Description Bart Van Assche 2014-01-22 09:45:44 UTC
Running a fio test on an initiator system with an 8 Gb/s QLogic FC adapter revealed a bottleneck in the qla2xxx initiator driver - lock contention on  ha->hardware_lock.

The test that revealed this is as follows:
- On a target system with 4 CPU threads (Intel i5), an 8 Gb/s QLogic FC HBA and kernel 3.12.7, download the SCST trunk r5194, build it in release mode, load the brd kernel module and configure SCST such that it exports /dev/ram[0123] via the vdisk_blockio driver. Set the vdisk_blockio parameter threads_num to 2. Export these four RAM disks as LUNs 0..3.
- On an initiator system with 12 CPU threads (Intel Core i7 with hyperthreading enabled), an 8 Gb/s QLogic HBA and kernel 3.12.7, run the following fio job (where /dev/sd[cdef] corresponds to the SCST LUNs):

fio --bs=4K --ioengine=libaio --rw=randrw --buffered=0 --numjobs=12 \
    --iodepth=16 --iodepth_batch=8 --iodepth_batch_complete=8   \
    --thread --loops=$((2**31)) --runtime=60 --group_reporting	\
    --gtod_reduce=1 --invalidate=1				\
    $(for d in /dev/sd[cdef]; do echo --name=$d --filename=$d; done)

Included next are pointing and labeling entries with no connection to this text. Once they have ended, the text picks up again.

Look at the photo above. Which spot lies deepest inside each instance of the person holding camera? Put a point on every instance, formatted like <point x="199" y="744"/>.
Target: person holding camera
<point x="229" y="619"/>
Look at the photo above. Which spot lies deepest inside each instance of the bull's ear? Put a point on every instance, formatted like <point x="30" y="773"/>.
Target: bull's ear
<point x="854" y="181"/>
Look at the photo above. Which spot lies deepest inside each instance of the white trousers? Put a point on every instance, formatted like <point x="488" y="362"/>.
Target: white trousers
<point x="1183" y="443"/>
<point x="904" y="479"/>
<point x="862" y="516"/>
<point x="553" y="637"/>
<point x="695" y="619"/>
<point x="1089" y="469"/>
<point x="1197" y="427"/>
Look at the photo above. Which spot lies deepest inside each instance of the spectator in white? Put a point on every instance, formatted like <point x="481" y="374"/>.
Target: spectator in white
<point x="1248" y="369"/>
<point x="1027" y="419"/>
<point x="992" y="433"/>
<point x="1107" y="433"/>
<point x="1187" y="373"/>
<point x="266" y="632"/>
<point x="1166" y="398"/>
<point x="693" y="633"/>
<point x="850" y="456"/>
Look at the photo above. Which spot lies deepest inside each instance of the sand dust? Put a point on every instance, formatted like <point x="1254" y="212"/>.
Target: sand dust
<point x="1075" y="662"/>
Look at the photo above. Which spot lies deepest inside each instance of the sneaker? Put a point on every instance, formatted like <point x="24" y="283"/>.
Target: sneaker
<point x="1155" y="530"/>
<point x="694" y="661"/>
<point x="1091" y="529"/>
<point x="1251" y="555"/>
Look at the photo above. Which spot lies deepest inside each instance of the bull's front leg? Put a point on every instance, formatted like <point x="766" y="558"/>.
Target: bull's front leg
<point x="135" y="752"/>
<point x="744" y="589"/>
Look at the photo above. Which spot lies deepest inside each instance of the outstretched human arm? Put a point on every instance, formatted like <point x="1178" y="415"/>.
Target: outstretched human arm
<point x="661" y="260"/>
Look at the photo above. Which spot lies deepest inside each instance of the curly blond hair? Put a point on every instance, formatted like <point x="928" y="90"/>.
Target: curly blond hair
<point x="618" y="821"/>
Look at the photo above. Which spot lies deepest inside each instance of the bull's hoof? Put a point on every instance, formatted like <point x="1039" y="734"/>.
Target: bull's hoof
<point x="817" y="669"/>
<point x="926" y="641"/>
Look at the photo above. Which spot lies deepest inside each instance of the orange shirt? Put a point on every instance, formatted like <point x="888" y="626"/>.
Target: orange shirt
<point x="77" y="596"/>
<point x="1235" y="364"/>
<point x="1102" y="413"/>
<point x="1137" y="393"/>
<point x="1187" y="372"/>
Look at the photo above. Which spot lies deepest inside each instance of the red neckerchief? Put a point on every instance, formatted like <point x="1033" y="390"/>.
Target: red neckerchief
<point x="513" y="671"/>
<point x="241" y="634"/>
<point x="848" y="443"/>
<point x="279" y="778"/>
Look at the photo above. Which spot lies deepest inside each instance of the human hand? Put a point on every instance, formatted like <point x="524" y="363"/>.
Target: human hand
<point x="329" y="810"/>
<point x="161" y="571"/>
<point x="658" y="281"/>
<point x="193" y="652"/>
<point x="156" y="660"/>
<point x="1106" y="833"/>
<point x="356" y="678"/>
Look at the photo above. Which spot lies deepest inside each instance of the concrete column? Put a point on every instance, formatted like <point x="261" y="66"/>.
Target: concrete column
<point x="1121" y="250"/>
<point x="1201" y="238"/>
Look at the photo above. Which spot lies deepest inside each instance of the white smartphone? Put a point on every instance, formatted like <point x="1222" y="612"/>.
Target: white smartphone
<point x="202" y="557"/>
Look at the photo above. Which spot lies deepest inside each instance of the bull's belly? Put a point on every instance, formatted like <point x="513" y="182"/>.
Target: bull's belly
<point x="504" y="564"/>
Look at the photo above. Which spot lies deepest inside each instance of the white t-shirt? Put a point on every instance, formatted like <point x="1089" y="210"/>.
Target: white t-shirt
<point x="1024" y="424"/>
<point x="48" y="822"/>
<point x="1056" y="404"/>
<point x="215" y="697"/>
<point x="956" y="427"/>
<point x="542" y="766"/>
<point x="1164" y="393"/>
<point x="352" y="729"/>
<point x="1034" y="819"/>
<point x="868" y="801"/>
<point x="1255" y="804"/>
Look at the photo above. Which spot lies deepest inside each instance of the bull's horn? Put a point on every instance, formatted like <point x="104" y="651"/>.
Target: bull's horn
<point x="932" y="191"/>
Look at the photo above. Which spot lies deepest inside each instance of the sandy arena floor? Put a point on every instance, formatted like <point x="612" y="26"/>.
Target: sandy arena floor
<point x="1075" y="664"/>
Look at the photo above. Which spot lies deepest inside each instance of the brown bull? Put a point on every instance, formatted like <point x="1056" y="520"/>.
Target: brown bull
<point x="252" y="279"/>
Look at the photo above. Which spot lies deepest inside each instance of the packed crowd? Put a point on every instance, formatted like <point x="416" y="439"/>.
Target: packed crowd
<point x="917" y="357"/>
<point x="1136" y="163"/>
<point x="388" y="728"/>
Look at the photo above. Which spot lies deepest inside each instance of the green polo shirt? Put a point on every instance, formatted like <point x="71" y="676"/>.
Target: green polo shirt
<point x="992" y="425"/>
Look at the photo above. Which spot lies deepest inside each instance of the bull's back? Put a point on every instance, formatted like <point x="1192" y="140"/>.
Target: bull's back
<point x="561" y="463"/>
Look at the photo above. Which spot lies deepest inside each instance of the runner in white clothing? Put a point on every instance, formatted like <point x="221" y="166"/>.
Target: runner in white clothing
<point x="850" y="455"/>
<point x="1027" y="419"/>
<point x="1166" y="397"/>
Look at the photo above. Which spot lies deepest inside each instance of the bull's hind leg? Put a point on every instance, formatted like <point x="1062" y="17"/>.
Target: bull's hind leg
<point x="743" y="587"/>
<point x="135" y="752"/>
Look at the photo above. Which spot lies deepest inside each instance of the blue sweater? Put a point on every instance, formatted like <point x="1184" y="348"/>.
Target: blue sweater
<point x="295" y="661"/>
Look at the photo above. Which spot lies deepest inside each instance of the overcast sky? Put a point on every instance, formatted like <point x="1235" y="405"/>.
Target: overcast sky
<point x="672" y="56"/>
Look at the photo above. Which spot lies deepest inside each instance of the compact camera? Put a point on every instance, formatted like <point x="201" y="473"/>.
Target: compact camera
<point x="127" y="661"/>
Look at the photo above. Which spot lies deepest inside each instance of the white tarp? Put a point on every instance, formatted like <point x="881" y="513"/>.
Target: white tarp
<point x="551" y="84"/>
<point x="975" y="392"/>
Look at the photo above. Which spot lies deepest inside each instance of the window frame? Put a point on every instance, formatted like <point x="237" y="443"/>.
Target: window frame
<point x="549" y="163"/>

- While this fio job is running, run the following commands:

perf record -ag sleep 10
perf report –stdio >perf-report-fc.txt

The perf report shows that quite some time is spent in the spin_lock_irqsave() call invoked from qla24xx_dif_start_scsi(). Does this mean that this test revealed lock contention on ha->hardware_lock ?
Comment 1 Bart Van Assche 2014-01-22 09:47:51 UTC
Created attachment 123011 [details]
perf report --stdio output